Pascal Cambriel lächelte. «Du hast sehr viel Schmerz erlitten, mein Freund. Ich freue mich, dass du mir genügend vertraust, um darüber zu sprechen, Benedict. Vertrauen ist ein großer Heiler. Vertrauen und Zeit.»

«Die Zeit hat nichts geheilt», entgegnete Ben. «Der Schmerz wird dumpfer, aber er sitzt immer noch ganz tief.»

«Du glaubst, indem du das Heilmittel für das kleine Mädchen Ruth findest, kannst du den Dämon der Schuld vertreiben.»

«Ich hätte den Auftrag sonst nicht angenommen.»

«Ich hoffe, du hast Erfolg, mein Sohn, um des Mädchens willen und um deiner selbst willen. Aber ich denke, dass wahre Erlösung, wahrer Frieden von tiefer innen kommen muss. Du musst lernen zu vertrauen. Dein Herz zu öffnen und dich selbst wieder zu lieben. Nur dann werden deine Wunden heilen, mein Sohn.»

«Wie Sie das sagen, klingt es ganz einfach.»

Der Priester lächelte. «Du hast dich bereits auf den Pfad begeben, indem du mir dein Geheimnis gebeichtet hast, mein Sohn. Die Erlösung liegt nicht darin, deine Gefühle zu begraben. Es mag schmerzen, das Gift aus der Wunde zu saugen, weil wir dabei unserem Dämon von Angesicht zu Angesicht gegenübertreten. Aber wenn er erst heraus und freigelassen ist, finden wir unseren Frieden.»

 

Wachs tropfte Ben auf die Hand, als er in die kleine Kirche von Saint-Jean schlich. Die Tür war niemals abgesperrt, nicht einmal um zwei Uhr morgens. Seine Beine waren noch immer schwach und zittrig, als er nach vorn zum Altar ging. Überall ringsum tanzten die Schatten an den Wänden des leeren, stillen Gebäudes. Direkt vor dem Altar sank er auf die Knie, und das Licht der Kerze fiel auf den glänzenden Leib der Christusstatue über ihm.

Ben senkte den Kopf und betete.

 

Die Spur führte Luc Simon nach Süden. Sie war kaum zu übersehen – Leichen und Kugeln pflasterten den Weg.
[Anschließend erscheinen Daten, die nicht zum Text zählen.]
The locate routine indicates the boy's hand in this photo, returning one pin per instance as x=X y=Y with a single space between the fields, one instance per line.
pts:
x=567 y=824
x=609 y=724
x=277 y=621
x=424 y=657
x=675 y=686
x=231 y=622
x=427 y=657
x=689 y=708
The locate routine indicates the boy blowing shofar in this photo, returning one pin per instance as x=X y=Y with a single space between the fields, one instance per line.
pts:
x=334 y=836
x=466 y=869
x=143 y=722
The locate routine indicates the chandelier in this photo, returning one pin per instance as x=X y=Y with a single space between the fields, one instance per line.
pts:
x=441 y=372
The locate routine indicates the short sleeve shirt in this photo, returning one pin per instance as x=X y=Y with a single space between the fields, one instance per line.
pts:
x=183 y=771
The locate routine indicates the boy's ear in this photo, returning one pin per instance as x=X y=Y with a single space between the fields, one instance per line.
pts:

Ein Bauer in Le Puy hatte Schüsse gemeldet und zwei Fahrzeuge gesehen, die sich auf Feldwegen eine Verfolgungsjagd geliefert hatten. Als die Polizei die Stelle entdeckte, wo der Schusswechsel stattgefunden hatte, fand sie drei Tote, zwei von Kugeln durchsiebte Wagen, Waffen und überall auf der Erde Patronenhülsen. Der Peugeot war nicht auf einen Besitzer zugelassen, und der BMW war vor mehreren Tagen in Lyon als gestohlen gemeldet worden.

Interessanter jedoch waren die Fingerabdrücke, die sie in dem silbernen Peugeot mit der Pariser Nummer fanden. Sie gehörten Roberta Ryder. Und unter den vielen Patronenhülsen im Gras gab es achtzehn Stück vom Kaliber 9 mm, die aus demselben Browning stammten wie jene, die in dem schwarzen Mercedes und am Ufer der Seine gefunden worden waren.

Genauso gut hätte Ben Hope seinen Namen in einen Baum ritzen können.